As summarized in Table 2 and Figure 5, compared with the conventional powder formulation (untreated drug), the liposomal formulation significantly (P<0.05) improved drug absorption in rats. In particular, chitosan-coated liposomes increased the amount of drug excreted in the urine by three-fold in rats compared with the untreated drug, whereas noncoated liposomes increased it by 1.8-fold. This result may be explained by several factors. First, the effect of chitosan on the opening of tight-junction and absorptive endocytosis may contribute, at least in part, to enhanced intestinal absorption of risedronate from the chitosan-coated liposomes.40,42 This is also parallel to the observations regarding uptake of Caco-2 cells. Second, as suggested by the mucin adsorption and vitro stability studies, the chitosan-coated layer might prolong drug residence time at the mucosal sites due to its mucoadhesiveness and also increase the gastrointestinal stability of the liposomal membrane, leading to enhanced membrane transport of the hydrophilic drug inside the intact liposome. Taken together, chitosan-coated liposomes appear to be promising in improving the bioavailability of orally administered risedronate in rats.
Oral risedronate can form an insoluble complex with calcium and magnesium contained in food. Thus, patients should take it on an empty stomach with water and remain upright for at least 30 minutes after taking the drug.10,45 Use of chitosan-coated liposomes may prevent the interaction with food because risedronate remains inside the liposomes. Further, chitosan-coated liposomes may reduce esophageal irritation by entrapping the drug inside the liposome, keeping it away from direct contact with the esophagus. From this point of view, chitosan-coated liposomes may also improve patient compliance with orally administered risedronate.

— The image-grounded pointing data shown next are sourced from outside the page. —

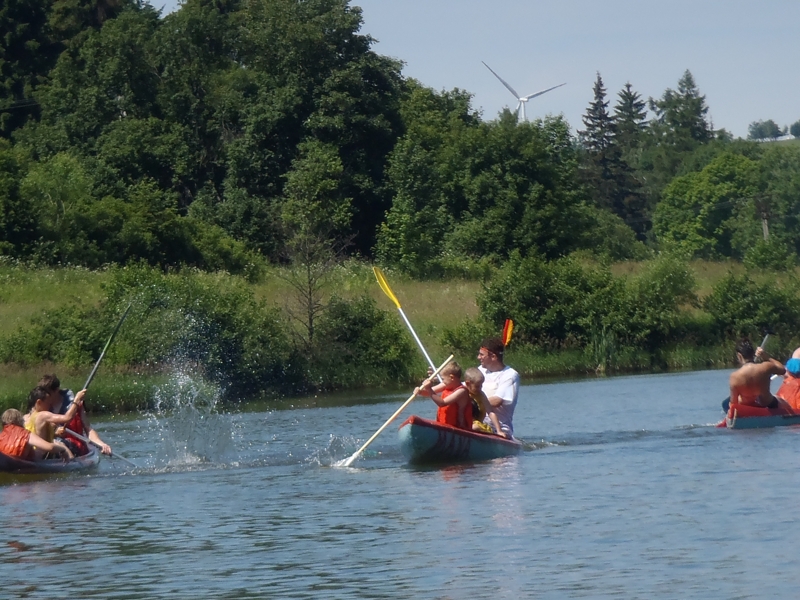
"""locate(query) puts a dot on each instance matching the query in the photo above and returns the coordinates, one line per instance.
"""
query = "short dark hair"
(452, 368)
(49, 382)
(37, 393)
(494, 345)
(745, 348)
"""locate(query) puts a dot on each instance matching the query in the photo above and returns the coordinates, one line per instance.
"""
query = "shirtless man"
(750, 383)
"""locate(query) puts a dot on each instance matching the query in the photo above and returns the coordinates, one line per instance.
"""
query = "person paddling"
(61, 401)
(749, 384)
(501, 383)
(18, 442)
(452, 398)
(790, 388)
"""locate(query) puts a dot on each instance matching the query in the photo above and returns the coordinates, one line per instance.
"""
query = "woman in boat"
(61, 401)
(18, 442)
(473, 381)
(452, 398)
(40, 419)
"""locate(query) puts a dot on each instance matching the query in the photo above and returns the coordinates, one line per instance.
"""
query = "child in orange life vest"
(481, 408)
(790, 388)
(452, 398)
(18, 442)
(40, 418)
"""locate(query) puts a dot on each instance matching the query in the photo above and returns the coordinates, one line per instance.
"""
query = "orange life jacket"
(14, 442)
(449, 414)
(790, 391)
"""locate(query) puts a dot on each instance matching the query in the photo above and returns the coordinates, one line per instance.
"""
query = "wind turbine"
(521, 99)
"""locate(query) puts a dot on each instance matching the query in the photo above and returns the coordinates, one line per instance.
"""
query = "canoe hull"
(9, 464)
(425, 441)
(762, 422)
(755, 417)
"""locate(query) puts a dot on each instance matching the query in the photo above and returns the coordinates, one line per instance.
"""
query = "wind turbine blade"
(510, 89)
(544, 91)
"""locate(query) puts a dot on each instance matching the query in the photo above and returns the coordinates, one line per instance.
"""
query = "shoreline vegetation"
(232, 169)
(200, 323)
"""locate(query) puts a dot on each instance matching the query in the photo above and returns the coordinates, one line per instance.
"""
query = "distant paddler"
(62, 400)
(749, 384)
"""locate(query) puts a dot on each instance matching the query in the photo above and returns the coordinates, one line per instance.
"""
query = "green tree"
(680, 115)
(608, 176)
(763, 130)
(26, 55)
(630, 114)
(694, 216)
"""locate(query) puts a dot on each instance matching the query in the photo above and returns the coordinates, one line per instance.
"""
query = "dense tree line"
(218, 135)
(232, 133)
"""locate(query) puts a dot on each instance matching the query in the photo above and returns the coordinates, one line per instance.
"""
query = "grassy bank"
(432, 306)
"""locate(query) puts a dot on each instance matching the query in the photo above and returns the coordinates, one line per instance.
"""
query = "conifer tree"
(609, 177)
(629, 115)
(681, 115)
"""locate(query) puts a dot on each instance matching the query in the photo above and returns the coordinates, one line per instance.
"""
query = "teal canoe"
(10, 464)
(425, 441)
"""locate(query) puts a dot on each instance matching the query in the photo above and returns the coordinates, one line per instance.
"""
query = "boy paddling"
(749, 384)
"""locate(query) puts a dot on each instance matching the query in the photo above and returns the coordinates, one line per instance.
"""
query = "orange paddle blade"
(508, 329)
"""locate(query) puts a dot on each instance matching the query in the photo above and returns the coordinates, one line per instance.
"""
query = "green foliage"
(212, 323)
(566, 303)
(357, 344)
(693, 216)
(770, 254)
(741, 306)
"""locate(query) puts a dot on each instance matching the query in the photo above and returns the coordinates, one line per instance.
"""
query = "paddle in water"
(358, 452)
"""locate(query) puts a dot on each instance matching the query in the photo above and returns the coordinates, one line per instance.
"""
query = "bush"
(208, 322)
(356, 342)
(770, 255)
(565, 303)
(741, 306)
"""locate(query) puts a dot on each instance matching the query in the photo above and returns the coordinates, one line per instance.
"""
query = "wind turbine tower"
(522, 100)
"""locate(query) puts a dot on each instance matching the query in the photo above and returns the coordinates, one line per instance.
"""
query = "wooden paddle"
(508, 329)
(89, 381)
(108, 343)
(388, 291)
(355, 455)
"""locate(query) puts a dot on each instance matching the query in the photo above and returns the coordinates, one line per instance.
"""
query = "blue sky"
(743, 53)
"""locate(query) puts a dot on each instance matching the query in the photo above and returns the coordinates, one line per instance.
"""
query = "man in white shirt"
(501, 383)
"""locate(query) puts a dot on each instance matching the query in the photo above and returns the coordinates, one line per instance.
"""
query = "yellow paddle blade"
(508, 329)
(385, 286)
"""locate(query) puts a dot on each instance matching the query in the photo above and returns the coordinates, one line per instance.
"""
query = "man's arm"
(769, 365)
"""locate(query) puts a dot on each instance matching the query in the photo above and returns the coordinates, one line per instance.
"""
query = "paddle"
(89, 381)
(108, 343)
(508, 329)
(388, 291)
(96, 445)
(726, 404)
(355, 455)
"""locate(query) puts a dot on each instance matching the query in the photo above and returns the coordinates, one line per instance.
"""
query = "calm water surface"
(626, 490)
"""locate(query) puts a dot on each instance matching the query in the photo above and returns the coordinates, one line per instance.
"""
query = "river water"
(626, 490)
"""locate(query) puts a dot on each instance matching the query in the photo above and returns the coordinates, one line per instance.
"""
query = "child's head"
(451, 375)
(13, 417)
(473, 379)
(38, 396)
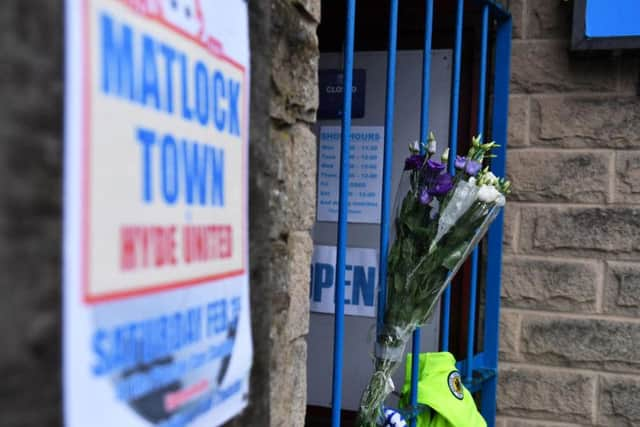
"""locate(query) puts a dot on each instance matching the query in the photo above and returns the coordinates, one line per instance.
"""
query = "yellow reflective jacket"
(440, 388)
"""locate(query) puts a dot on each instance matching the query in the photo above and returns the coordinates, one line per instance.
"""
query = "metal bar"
(387, 164)
(338, 333)
(453, 146)
(494, 254)
(424, 131)
(471, 324)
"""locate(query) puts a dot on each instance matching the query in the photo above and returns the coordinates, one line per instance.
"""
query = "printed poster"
(156, 307)
(366, 155)
(361, 281)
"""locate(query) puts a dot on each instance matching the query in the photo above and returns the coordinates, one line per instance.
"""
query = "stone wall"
(570, 344)
(288, 179)
(31, 86)
(282, 183)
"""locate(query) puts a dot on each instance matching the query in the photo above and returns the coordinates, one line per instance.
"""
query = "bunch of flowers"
(439, 221)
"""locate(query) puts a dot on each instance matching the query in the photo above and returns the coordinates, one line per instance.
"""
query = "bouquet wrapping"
(439, 221)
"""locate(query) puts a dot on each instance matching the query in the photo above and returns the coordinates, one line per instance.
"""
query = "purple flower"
(435, 166)
(472, 167)
(460, 162)
(425, 197)
(413, 162)
(442, 185)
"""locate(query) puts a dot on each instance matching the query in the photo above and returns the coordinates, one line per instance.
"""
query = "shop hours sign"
(365, 173)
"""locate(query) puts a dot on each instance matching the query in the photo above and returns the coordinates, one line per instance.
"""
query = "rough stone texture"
(622, 289)
(589, 343)
(295, 61)
(614, 231)
(549, 285)
(290, 196)
(516, 7)
(546, 67)
(509, 336)
(518, 121)
(31, 116)
(539, 393)
(289, 385)
(619, 404)
(515, 422)
(574, 139)
(556, 176)
(548, 19)
(629, 69)
(597, 122)
(628, 177)
(511, 224)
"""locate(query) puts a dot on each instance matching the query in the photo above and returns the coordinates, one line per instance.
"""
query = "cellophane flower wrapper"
(431, 240)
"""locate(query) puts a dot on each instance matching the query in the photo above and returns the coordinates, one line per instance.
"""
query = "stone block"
(540, 393)
(547, 67)
(509, 336)
(549, 285)
(294, 73)
(301, 174)
(548, 19)
(622, 289)
(628, 177)
(516, 7)
(581, 343)
(518, 135)
(588, 231)
(598, 122)
(288, 387)
(629, 70)
(310, 8)
(619, 402)
(511, 224)
(300, 247)
(556, 176)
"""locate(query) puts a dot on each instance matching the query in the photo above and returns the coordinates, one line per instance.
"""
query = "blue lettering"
(363, 284)
(169, 55)
(101, 351)
(169, 169)
(149, 74)
(186, 113)
(202, 93)
(217, 176)
(234, 121)
(195, 169)
(147, 139)
(219, 116)
(117, 60)
(322, 279)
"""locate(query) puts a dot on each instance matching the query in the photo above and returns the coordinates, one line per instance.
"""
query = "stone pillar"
(571, 284)
(282, 202)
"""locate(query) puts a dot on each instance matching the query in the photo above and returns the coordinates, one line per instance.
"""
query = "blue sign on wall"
(607, 18)
(331, 87)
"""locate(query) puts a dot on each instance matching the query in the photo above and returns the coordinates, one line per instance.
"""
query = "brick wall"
(570, 344)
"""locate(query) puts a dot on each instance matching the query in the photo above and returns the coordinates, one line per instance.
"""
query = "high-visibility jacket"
(440, 388)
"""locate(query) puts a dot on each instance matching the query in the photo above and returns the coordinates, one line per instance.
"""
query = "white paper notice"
(361, 281)
(365, 173)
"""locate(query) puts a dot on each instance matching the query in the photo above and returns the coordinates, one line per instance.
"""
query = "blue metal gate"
(479, 369)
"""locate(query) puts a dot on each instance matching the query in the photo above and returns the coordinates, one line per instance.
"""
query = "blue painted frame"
(480, 369)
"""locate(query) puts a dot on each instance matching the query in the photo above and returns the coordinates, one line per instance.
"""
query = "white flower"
(432, 147)
(489, 194)
(414, 147)
(445, 156)
(490, 178)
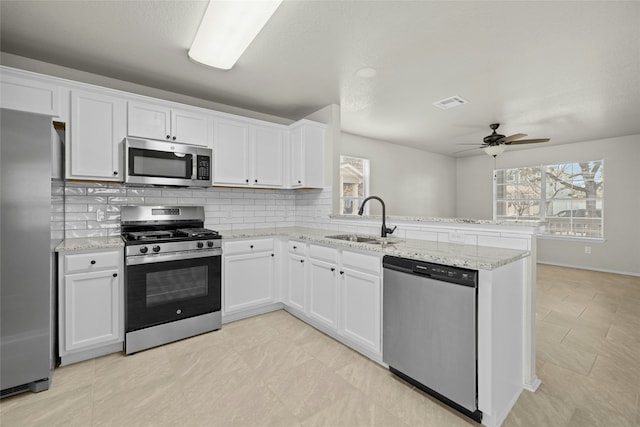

In this study, a mucoadhesive liposomal formulation of risedronate was developed with desirable drug delivery properties. The chitosan-coated liposome had good in vitro stability, strong mucoadhesiveness, and enhanced cellular uptake. It also significantly increased the oral absorption of risedronate in rats. Therefore, the chitosan-coated liposomal formulation appears to have the potential to improve the bioavailability of risedronate.
This work was supported by the Dongguk University Research Fund of 2010.
The authors report no conflicts of interest in this work.